III. Liberty from the future.—And what of the future? A vista running up to glory! But are there no dark places? Chiefly in the anticipation. When they come they will bring their own escapes and their own balances. But my future—be it what it may—is all covenanted. Christ has told me not to be anxious about it. And I can never doubt Him. He has undertaken for me in everything. He will never leave me. He will be at my side all the way, and my path and my heart are both quite free! I am quite free from all my future. To die will be a very little thing. The grave cannot hold me. He has been through and opened the door the other side. It is only a very short passage! quite light! all safe!

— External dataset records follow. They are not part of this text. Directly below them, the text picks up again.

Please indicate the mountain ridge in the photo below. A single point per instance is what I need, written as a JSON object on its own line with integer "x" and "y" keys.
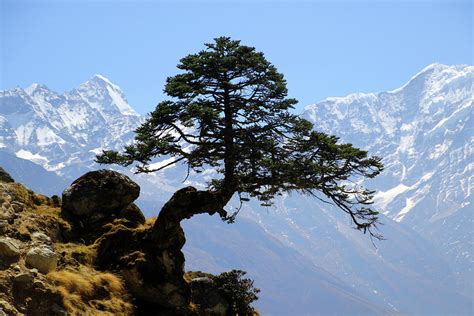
{"x": 402, "y": 125}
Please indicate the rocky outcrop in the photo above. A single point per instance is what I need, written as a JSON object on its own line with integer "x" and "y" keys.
{"x": 9, "y": 248}
{"x": 42, "y": 258}
{"x": 94, "y": 252}
{"x": 97, "y": 199}
{"x": 103, "y": 191}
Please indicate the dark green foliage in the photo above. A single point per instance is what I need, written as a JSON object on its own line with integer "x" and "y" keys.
{"x": 239, "y": 292}
{"x": 230, "y": 110}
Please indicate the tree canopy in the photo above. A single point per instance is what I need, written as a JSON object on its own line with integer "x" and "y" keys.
{"x": 229, "y": 110}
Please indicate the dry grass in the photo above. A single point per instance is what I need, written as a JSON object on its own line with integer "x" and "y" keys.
{"x": 75, "y": 254}
{"x": 42, "y": 218}
{"x": 88, "y": 292}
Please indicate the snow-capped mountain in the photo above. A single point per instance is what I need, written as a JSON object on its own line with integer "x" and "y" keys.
{"x": 62, "y": 132}
{"x": 423, "y": 131}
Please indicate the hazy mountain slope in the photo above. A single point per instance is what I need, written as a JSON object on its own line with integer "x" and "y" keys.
{"x": 291, "y": 284}
{"x": 424, "y": 132}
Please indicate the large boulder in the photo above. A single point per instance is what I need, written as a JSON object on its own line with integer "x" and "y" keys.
{"x": 9, "y": 248}
{"x": 42, "y": 258}
{"x": 99, "y": 191}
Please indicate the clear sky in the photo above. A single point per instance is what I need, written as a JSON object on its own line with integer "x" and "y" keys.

What a ‘liberty’ is here! The past—gone; the present—safety, peace, love; the future—sure!

Rev. James Vaughan.

Illustration

‘What is “liberty”? Obedience to oneself; obedience to a law which is written in a man’s own heart. If I obey myself, and myself is not a right self, it is, indeed, “liberty,” but, being a bad liberty, it becomes “licentiousness.” If I obey a law outside me and the law within me is opposed to that outer law which I obey, the act I do may be quite right, and the only right one, but my obedience is not “liberty,” it is compulsion; it is bondage. Liberty is when the outer law and the inner law are the same, and both are good. Christ made that agreement possible by His Cross. The Holy Ghost makes that agreement a fact by his operation in the heart. Self is never liberty, because self and God are two principles which must unite before a person can be free; and a sinful life never combines the two.’